While most brands are focussed on electric vehicles the world’s largest car is not giving up on internal combustion engines.


Toyota has reaffirmed it is developing new internal combustion engines as it sees battery-electric vehicle sales limited ‘regardless of technical advances’.

Speaking at the Toyota Group Vision Briefing in Nagoya, Japan, Toyota chairman and CEO Akio Toyoda confirmed the “major engine development” he spoke of previously at the Tokyo Auto Salon in January 2024.

“Battery-electric vehicles do not represent the only way to achieve carbon neutrality … we will continue producing engines because they still play a role as a practical means of achieving carbon neutrality,” Toyoda told the audience.

Toyoda reiterated the ongoing work at the latest briefing as part of the company’s ‘multi-pathway’ approach to new vehicle technology, which sees a mix of battery-electric, hybrid-electric and hydrogen fuel-cell vehicles.

Toyoda said as one of only three ‘full-line’ automotive manufacturers globally, the car maker had to assess the ‘energy status’ of customers around the world.

“We can leave no one behind,” he added.

That assessment has concluded that battery electric vehicles will only make up approximately 30 per cent of sales “regardless of technical advances”.

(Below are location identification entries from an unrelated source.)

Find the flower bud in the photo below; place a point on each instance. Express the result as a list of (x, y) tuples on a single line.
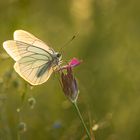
[(69, 84)]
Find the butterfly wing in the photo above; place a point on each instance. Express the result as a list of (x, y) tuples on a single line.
[(12, 47), (34, 61)]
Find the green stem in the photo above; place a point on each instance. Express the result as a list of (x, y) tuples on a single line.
[(81, 118)]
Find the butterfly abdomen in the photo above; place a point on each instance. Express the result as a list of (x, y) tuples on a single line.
[(45, 68)]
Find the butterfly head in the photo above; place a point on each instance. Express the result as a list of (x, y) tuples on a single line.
[(57, 57)]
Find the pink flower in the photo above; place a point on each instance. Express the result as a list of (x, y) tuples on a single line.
[(68, 81)]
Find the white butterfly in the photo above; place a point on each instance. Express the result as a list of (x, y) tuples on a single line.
[(35, 61)]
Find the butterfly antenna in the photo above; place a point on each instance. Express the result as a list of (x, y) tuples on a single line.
[(73, 37)]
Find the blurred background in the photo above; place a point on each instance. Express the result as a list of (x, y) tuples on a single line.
[(108, 42)]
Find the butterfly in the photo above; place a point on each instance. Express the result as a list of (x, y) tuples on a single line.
[(35, 61)]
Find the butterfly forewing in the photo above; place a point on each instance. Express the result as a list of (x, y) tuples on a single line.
[(34, 59)]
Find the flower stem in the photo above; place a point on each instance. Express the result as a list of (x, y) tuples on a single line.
[(81, 118)]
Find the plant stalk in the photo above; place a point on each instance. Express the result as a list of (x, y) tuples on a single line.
[(82, 120)]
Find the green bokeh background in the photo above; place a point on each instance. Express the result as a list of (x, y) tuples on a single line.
[(108, 42)]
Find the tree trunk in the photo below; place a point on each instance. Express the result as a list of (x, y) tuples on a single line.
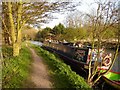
[(16, 49)]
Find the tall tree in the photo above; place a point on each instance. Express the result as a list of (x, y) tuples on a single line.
[(105, 18), (20, 13)]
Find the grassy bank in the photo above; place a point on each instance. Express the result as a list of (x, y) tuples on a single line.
[(61, 74), (15, 70)]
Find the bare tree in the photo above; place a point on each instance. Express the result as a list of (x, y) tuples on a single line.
[(104, 18)]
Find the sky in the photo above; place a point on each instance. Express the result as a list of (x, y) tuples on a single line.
[(85, 7)]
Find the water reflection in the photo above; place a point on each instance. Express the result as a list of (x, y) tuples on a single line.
[(116, 66)]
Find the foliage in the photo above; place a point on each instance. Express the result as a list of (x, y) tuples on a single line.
[(15, 69), (63, 76), (59, 29), (28, 33), (6, 51)]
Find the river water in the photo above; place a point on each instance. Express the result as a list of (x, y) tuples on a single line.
[(116, 66)]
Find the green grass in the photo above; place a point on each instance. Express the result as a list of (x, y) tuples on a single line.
[(61, 74), (15, 70)]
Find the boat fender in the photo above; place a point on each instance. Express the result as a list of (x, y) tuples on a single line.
[(107, 60)]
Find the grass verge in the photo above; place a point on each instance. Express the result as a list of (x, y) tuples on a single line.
[(61, 74), (15, 70)]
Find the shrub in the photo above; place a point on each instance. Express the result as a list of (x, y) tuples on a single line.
[(15, 70)]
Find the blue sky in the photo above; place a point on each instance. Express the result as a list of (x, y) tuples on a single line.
[(85, 7)]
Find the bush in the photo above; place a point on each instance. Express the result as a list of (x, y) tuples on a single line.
[(63, 76), (15, 70)]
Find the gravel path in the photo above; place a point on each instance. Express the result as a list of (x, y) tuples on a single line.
[(39, 75)]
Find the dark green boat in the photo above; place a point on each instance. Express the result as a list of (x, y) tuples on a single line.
[(113, 79)]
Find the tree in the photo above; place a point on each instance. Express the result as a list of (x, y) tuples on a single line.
[(104, 19), (58, 31), (20, 13)]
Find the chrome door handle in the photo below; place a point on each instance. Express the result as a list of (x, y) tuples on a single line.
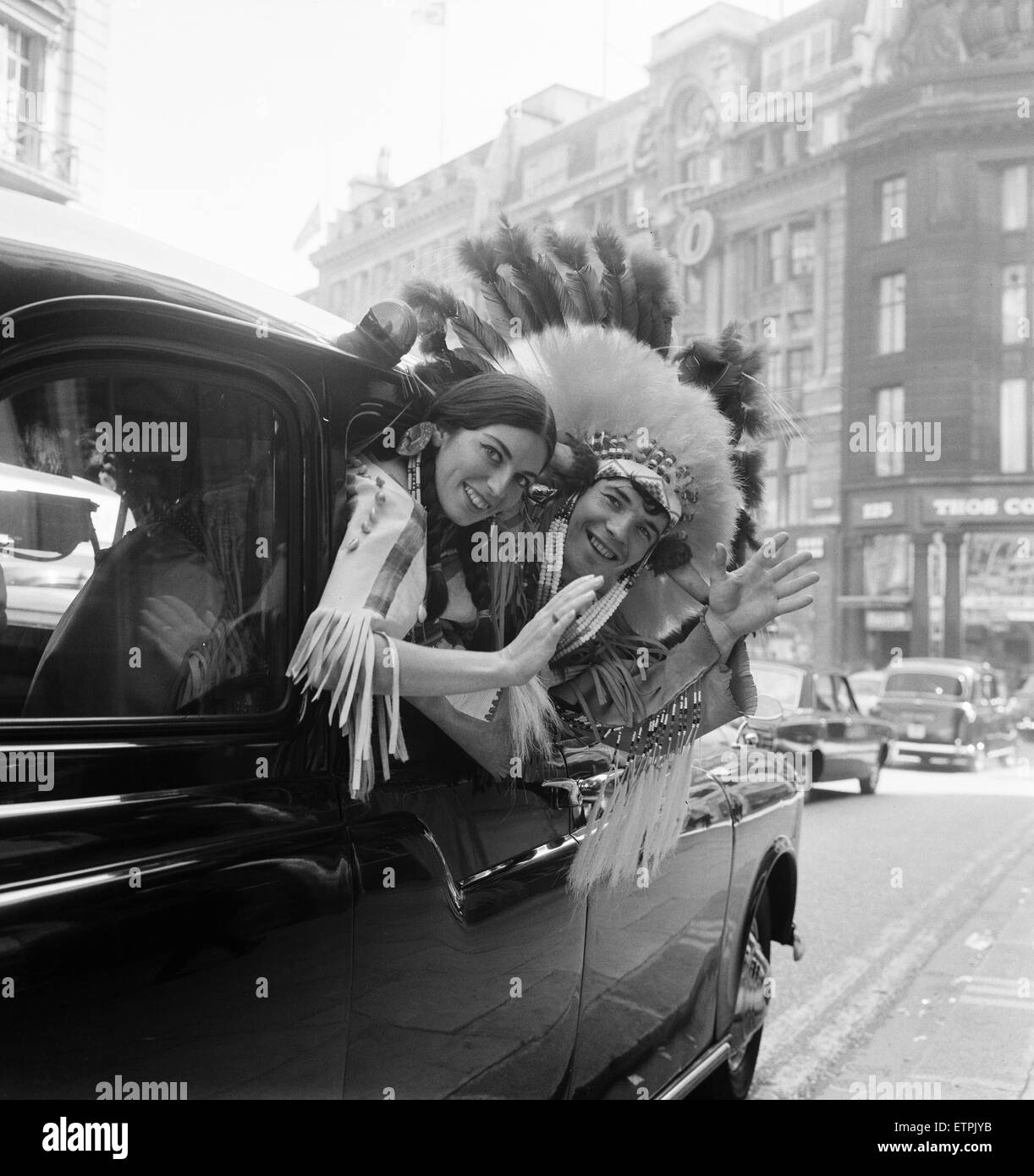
[(586, 790)]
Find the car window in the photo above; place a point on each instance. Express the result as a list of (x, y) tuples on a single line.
[(823, 693), (841, 694), (142, 545), (927, 682), (783, 684)]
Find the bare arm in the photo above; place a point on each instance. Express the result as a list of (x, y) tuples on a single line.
[(426, 672)]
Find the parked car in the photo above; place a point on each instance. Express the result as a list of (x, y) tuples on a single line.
[(949, 711), (187, 892), (1024, 708), (822, 726), (866, 686)]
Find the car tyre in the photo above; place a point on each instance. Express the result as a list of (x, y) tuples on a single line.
[(733, 1079), (977, 761), (870, 783)]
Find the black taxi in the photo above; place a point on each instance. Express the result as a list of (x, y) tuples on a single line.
[(190, 904)]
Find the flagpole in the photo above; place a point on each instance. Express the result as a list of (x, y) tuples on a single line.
[(606, 14), (442, 96)]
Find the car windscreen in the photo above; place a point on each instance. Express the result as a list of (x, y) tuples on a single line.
[(928, 682), (783, 684)]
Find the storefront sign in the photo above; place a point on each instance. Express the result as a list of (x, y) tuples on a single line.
[(935, 507), (887, 621), (876, 508)]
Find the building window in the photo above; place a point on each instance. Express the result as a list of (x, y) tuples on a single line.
[(581, 156), (1015, 190), (748, 262), (819, 51), (774, 259), (792, 61), (1015, 425), (796, 491), (801, 250), (893, 208), (801, 322), (21, 94), (1015, 322), (889, 407), (774, 371), (798, 370), (892, 314), (694, 287)]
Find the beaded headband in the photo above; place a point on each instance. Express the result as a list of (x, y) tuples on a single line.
[(653, 470)]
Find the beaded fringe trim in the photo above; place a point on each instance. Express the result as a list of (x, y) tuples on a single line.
[(641, 819)]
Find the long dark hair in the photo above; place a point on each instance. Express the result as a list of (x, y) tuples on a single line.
[(490, 398)]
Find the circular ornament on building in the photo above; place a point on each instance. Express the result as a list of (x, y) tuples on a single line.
[(694, 238)]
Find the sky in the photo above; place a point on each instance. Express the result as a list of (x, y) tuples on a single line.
[(228, 120)]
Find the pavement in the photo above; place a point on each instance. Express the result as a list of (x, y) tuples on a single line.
[(970, 1010)]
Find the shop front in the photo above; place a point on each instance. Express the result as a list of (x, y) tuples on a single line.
[(940, 573)]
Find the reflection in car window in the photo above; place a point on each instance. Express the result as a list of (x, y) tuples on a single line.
[(783, 684), (142, 542), (925, 682), (823, 693), (843, 695)]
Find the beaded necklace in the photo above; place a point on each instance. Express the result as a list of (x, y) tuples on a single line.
[(585, 627)]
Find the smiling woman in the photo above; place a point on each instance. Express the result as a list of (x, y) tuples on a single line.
[(403, 572)]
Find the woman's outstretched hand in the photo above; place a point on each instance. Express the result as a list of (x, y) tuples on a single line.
[(533, 647), (746, 600)]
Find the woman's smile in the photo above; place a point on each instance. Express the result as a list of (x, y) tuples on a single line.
[(478, 503)]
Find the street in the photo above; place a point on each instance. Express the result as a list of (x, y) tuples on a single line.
[(916, 910)]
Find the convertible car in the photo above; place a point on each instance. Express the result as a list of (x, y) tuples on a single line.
[(190, 901)]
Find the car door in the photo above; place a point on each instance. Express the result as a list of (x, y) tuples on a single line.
[(1000, 721), (174, 877), (469, 948), (862, 735), (835, 739), (653, 953)]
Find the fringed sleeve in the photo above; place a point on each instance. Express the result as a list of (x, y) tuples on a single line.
[(617, 699), (376, 587)]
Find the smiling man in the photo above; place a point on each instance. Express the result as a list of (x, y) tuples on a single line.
[(652, 493)]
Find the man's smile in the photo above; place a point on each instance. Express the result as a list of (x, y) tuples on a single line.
[(602, 548)]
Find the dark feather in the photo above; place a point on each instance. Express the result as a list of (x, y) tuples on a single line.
[(727, 367), (750, 466), (745, 540), (476, 359), (479, 337), (503, 304), (619, 289), (652, 275), (567, 247), (581, 285), (515, 248)]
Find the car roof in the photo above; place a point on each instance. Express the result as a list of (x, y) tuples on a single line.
[(802, 667), (945, 665), (50, 250)]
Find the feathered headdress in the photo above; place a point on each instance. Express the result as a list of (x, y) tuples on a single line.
[(591, 325), (591, 328)]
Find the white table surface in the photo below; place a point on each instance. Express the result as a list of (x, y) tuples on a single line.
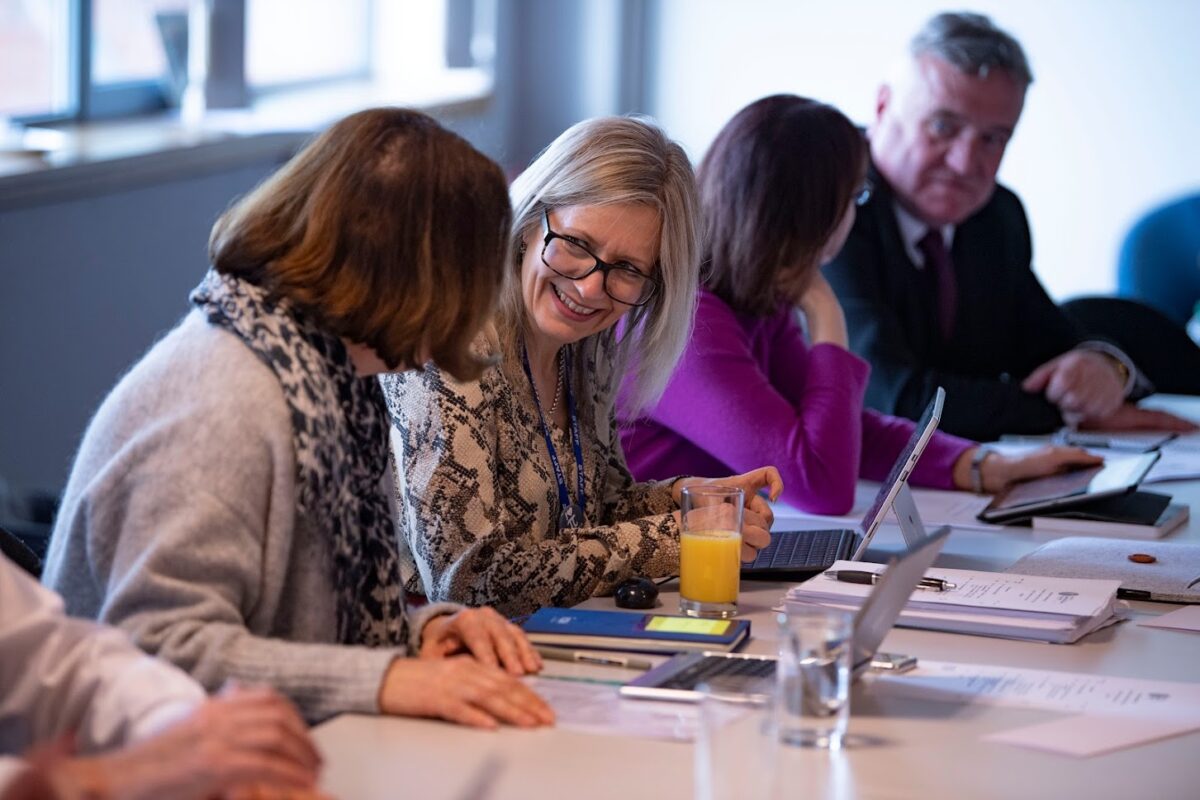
[(917, 749)]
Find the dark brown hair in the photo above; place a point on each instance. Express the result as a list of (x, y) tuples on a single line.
[(388, 229), (773, 187)]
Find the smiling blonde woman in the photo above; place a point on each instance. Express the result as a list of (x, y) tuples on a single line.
[(514, 489)]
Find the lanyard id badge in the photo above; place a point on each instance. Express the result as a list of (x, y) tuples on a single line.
[(570, 515)]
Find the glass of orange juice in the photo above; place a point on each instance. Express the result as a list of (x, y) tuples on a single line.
[(709, 549)]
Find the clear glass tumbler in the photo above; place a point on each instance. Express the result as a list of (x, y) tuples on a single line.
[(813, 677), (737, 745)]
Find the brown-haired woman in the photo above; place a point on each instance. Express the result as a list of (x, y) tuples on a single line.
[(228, 506), (779, 187)]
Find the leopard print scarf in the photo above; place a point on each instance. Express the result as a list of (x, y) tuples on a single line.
[(340, 432)]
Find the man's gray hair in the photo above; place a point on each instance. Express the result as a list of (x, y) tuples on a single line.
[(973, 44)]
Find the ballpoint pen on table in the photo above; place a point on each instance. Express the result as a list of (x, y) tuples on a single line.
[(588, 657), (870, 578)]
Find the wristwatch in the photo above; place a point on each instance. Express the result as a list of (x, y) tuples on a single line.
[(977, 469)]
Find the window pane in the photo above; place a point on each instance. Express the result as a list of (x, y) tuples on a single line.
[(126, 43), (297, 41), (35, 60)]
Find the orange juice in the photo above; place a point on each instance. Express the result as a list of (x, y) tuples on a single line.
[(709, 565)]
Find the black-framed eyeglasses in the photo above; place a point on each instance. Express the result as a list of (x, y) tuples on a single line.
[(573, 259), (863, 193)]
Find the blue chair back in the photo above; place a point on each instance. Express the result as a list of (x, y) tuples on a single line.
[(1159, 262)]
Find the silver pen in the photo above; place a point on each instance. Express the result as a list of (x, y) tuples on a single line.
[(591, 657), (871, 578)]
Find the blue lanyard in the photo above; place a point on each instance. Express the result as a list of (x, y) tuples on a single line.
[(570, 515)]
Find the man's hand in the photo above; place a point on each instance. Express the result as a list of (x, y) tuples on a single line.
[(1000, 470), (461, 690), (1131, 417), (244, 738), (757, 517), (485, 635), (1081, 383)]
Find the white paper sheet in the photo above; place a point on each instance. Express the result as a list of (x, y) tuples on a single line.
[(1093, 734), (594, 707), (1039, 689), (1177, 463), (1181, 619), (979, 591)]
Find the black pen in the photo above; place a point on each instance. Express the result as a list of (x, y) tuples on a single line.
[(589, 657), (871, 578)]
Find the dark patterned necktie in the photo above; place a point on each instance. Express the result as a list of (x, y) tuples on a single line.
[(937, 258)]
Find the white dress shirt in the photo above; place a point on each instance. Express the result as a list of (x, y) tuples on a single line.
[(60, 674)]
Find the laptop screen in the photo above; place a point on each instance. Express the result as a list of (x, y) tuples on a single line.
[(901, 468)]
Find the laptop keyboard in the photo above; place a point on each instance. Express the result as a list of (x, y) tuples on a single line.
[(724, 667), (804, 549)]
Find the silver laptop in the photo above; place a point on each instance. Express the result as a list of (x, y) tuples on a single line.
[(799, 554), (677, 678)]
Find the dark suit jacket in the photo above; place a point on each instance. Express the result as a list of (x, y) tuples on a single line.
[(1005, 328)]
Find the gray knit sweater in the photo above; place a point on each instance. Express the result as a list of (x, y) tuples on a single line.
[(179, 524)]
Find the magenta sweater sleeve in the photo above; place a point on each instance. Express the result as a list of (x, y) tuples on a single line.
[(753, 395)]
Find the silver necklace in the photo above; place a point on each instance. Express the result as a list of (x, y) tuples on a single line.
[(558, 385)]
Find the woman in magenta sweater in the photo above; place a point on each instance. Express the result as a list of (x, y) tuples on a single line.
[(779, 187)]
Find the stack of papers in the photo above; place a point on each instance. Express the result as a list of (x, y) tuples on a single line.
[(987, 603)]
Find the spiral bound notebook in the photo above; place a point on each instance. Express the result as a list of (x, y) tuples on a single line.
[(1163, 571)]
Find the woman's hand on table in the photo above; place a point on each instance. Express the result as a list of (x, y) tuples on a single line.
[(757, 517), (461, 690), (485, 635)]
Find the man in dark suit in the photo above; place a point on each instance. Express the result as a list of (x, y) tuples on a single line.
[(936, 276)]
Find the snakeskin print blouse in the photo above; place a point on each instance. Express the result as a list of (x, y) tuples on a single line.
[(478, 503)]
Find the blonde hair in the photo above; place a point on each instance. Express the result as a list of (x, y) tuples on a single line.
[(606, 161)]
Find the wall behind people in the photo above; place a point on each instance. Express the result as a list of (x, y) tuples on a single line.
[(91, 277), (1110, 122)]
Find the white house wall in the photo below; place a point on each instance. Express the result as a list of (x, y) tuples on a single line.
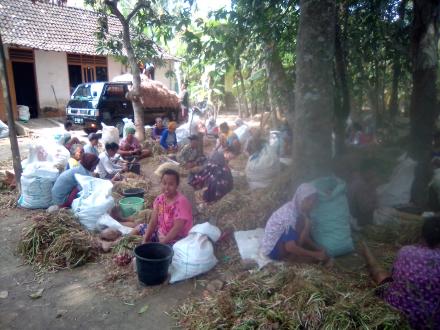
[(52, 79), (114, 68), (160, 75)]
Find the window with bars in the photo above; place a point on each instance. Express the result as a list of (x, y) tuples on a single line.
[(86, 68)]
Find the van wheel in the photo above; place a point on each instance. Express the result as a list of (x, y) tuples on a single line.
[(120, 126)]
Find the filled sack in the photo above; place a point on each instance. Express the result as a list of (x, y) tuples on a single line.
[(331, 217), (36, 185), (398, 189), (109, 134), (39, 174), (95, 200), (262, 167), (194, 254), (128, 123)]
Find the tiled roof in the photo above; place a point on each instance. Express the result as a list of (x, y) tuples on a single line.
[(50, 27)]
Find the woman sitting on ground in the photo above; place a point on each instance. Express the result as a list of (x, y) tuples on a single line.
[(67, 140), (108, 167), (228, 142), (66, 187), (168, 140), (287, 232), (172, 218), (76, 153), (92, 146), (413, 286), (190, 156), (215, 177), (130, 147)]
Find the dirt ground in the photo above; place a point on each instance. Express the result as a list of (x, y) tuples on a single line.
[(94, 296), (101, 295)]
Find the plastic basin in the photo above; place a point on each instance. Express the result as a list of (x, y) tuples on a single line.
[(152, 262), (134, 192), (131, 205)]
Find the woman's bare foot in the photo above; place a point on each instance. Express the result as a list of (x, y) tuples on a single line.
[(106, 246), (109, 234)]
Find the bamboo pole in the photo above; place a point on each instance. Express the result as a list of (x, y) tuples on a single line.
[(16, 159)]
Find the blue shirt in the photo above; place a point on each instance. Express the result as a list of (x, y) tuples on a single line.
[(89, 149), (168, 139), (65, 184)]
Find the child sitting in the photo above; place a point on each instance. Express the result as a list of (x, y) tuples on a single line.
[(172, 218)]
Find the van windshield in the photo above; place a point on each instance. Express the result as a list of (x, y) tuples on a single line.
[(88, 92)]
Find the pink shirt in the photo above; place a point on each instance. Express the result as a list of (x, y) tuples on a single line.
[(180, 209), (125, 145)]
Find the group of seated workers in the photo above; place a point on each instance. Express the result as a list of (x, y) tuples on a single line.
[(413, 286)]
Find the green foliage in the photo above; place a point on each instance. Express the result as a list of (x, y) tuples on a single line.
[(374, 38), (150, 22)]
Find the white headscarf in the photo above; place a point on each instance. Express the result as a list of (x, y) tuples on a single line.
[(285, 217)]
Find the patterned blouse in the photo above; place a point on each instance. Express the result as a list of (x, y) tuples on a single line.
[(179, 209)]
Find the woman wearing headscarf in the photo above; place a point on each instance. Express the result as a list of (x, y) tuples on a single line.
[(216, 177), (76, 153), (287, 232), (168, 140), (130, 148), (66, 187)]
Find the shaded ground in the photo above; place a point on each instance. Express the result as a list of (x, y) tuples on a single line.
[(74, 299), (101, 295)]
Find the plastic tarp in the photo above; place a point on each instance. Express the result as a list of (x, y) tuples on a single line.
[(106, 221), (398, 189), (331, 217), (194, 254)]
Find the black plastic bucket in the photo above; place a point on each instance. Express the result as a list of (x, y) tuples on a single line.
[(134, 192), (152, 262)]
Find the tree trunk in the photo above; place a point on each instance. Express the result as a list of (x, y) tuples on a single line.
[(138, 111), (314, 93), (394, 98), (424, 95), (16, 159), (397, 66), (126, 41), (243, 90), (343, 109)]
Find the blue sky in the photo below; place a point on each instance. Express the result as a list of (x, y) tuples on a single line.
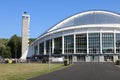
[(45, 13)]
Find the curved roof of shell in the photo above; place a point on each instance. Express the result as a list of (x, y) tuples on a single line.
[(87, 18)]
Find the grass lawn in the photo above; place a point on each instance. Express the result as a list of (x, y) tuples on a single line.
[(22, 71)]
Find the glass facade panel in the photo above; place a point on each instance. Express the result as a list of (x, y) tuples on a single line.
[(48, 46), (58, 45), (107, 43), (81, 43), (69, 44), (117, 43), (94, 43), (41, 48)]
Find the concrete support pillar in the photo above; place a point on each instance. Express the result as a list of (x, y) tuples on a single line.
[(74, 58), (53, 46), (100, 41), (74, 43), (114, 42), (38, 49), (44, 47), (115, 57), (101, 58), (62, 44), (87, 59), (87, 44)]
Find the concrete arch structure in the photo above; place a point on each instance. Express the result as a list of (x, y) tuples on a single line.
[(87, 36)]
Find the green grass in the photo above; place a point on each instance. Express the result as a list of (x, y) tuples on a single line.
[(25, 71)]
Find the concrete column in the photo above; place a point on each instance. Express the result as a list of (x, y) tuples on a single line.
[(74, 59), (100, 41), (38, 48), (62, 44), (87, 59), (44, 47), (101, 58), (74, 43), (87, 44), (115, 57), (53, 46), (114, 42)]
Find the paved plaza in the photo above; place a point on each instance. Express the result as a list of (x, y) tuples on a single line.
[(84, 71)]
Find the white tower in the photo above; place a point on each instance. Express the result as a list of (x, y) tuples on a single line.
[(25, 34)]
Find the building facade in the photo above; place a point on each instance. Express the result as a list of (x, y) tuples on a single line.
[(91, 36)]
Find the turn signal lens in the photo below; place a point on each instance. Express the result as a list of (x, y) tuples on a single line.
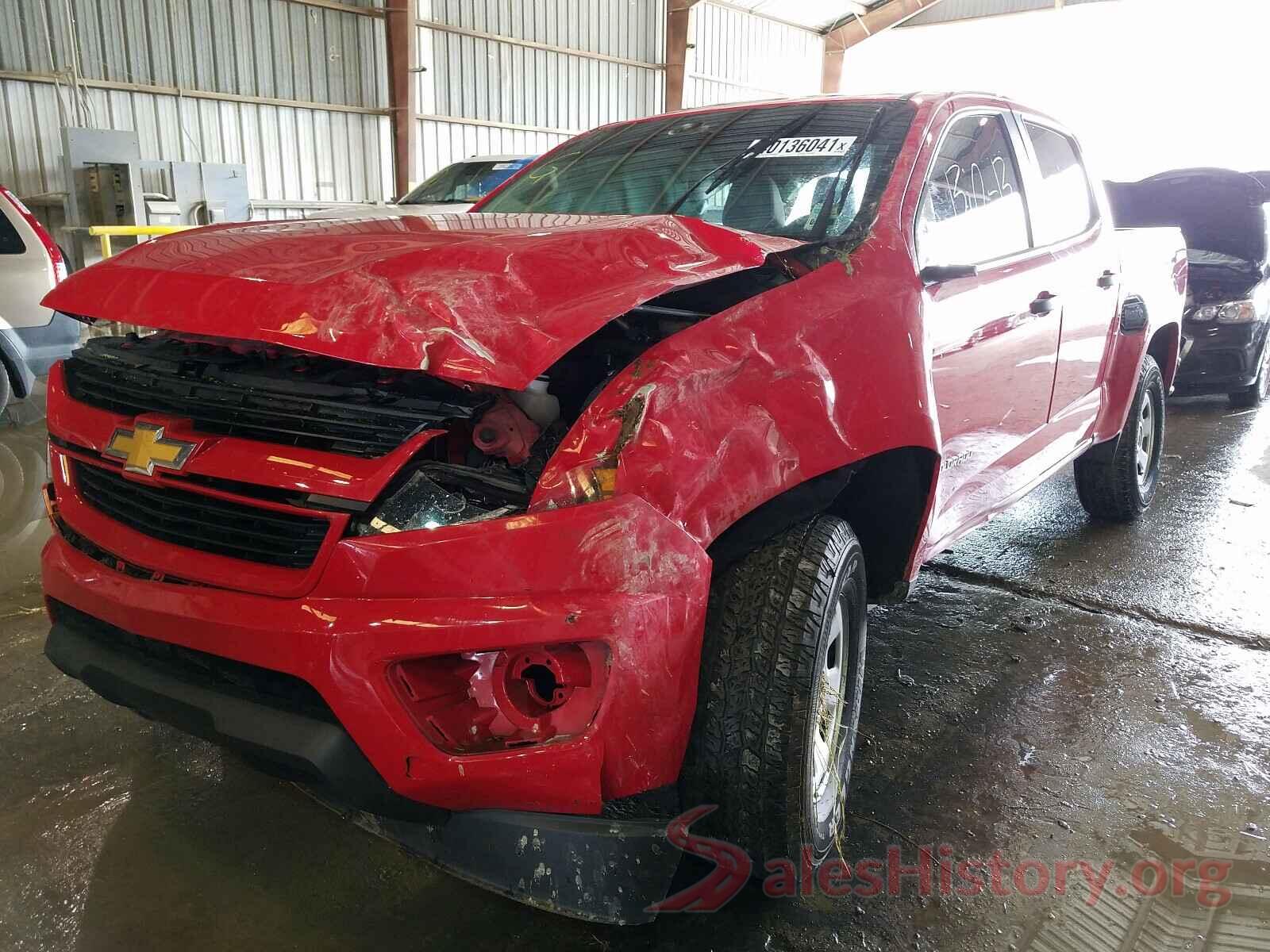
[(592, 482), (1237, 313)]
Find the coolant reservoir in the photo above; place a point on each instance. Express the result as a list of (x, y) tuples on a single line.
[(537, 403)]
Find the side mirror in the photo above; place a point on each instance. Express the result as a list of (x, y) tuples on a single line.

That’s in stark contrast to most major car makers around the world who switched their investments away from such engines to electric powertrains instead.

This has only been accelerated by legislation in many countries banning the sale of new petrol and diesel-engine vehicles – such as the European Union’s ban from 2035 – seeing manufacturers switch to battery-electric cars.

Analysts have also predicted record sales of electric vehicles globally in 2024, with Toyota having faced criticism for falling behind rivals in introducing electric vehicles to its product lines.

The Toyota Chairman and CEO suggested internal-combustion was still a preferred technology for commercial vehicles in particular.

Such vehicles could run on hydrogen, not petrol or diesel.

While hydrogen technology is not new – car makers including Mazda, Hyundai and BMW have experimented with it for decades – Toyota continues to invest in the technology.

Toyota launched its first hydrogen fuel-cell vehicle, the Mirai, in 2014,  with limited availability in Australia from 2021.

Toyota also began a three-month testing program of a hydrogen-powered HiAce in Australia in November 2023, teaming up with Ampol and Hyundai on local hydrogen infrastructure.

The company has a public target of achieving carbon neutrality at its factories in 2035, and across the life-cycle of its vehicles – which include Hino trucks, Daihatsu cars, Lexus and a new Century premium brand – by 2050.